Together with an entire generation (or two) of women I have been forced to remember things that I had forgotten. Or had marginalized. Things that became threads woven into the fabric that made me into who I am today. Those small things that grab us and make us a little less proud. A little less confident. A little less…

I always fought when they happened. After being a scared, weepy child I stood up for myself when I walked away from my youth at age seventeen. To Paris where I fought the men who groped me on the Metro, followed me in the street clucking and whistling, took me to dinner stroking my thigh under the table while talking business with colleagues above the white linen, silver, china and crystal. I fought the photographers who demeaned me over and over and, on my last day, I physically attacked the ultimate misogynist, a famous couturier who had me thrown out of Paris.

Illustration from Stupid Model in Paris and Down Under

from Stupid Model in Paris and Down Under

Perhaps I fought because my mother fought. Fought her own demons. From the German soldiers who had controlled her town and her family when she was a teenager, the ghost of my father who drove his car into a tree and left her alone with me, a two-year-old babe, to my stepfather who was controlling and abusive and after fifteen years absconded with one of her younger friends.

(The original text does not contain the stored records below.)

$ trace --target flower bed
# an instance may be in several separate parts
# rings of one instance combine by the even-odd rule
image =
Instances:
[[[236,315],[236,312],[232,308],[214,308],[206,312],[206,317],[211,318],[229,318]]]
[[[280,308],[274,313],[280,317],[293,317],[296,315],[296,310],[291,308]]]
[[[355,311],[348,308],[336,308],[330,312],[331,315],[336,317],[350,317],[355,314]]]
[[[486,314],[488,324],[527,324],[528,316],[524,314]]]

I fought because those were the days that we “fought back”. A clinched fist was our symbol. Don’t fuck with us. But who were we kidding? When you could not be anywhere alone without at least one man grabbing you wherever he liked, metaphorically and physically.

I fought my way to success. I was ambitious they said, like a dirty word, dirtier than pussy and grab. Subconsciously, I learned to use sexism in a game of exchange that couldn’t be won. Like fake promises it never delivered that moment of pure achievement, because in the shadows there was always a baritone boasting – you’d be nothing if it wasn’t for me, and I can undo you.

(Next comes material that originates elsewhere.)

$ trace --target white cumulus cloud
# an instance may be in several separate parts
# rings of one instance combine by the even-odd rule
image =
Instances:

October 2016. Women. What the fuck?

Did we really think it would come easy?

Just as it seems within reach we have to conquer our past and slay our ultimate dragon and not just metaphorically. He’s real and he looms, lies, interrupts, gropes, intimidates, demeans and threatens. Bitch is only one letter away from Witch, the she-devil, burn her at the stake, whipped into a frenzy the fearful-of-change masses promise to end her, cheering…

Change brings up everything unlike itself.

(I wonder if my daughters look at my rage the same way I look at my husband when he loses his shit in the car at the guy who just cut him off.)

It may not seem like it to the next generation, and it may not feel like it to us right now, but we have come a long way. And when Hillary is president our daughters will soon take it for granted and move on. That’s what change does: it sets the stage for more change, and they have plenty to do.

And we will have some laurels to rest on. Hopefully we can finally forget what we are feeling now, in October 2016, the fear that he can undo us. But remembering and standing together and visualizing holding hands with all women everywhere, yes, also the ones who wear T-shirts that say He Can Grab This >, we will undo him and finally allow ourselves to feel that sense of pure achievement.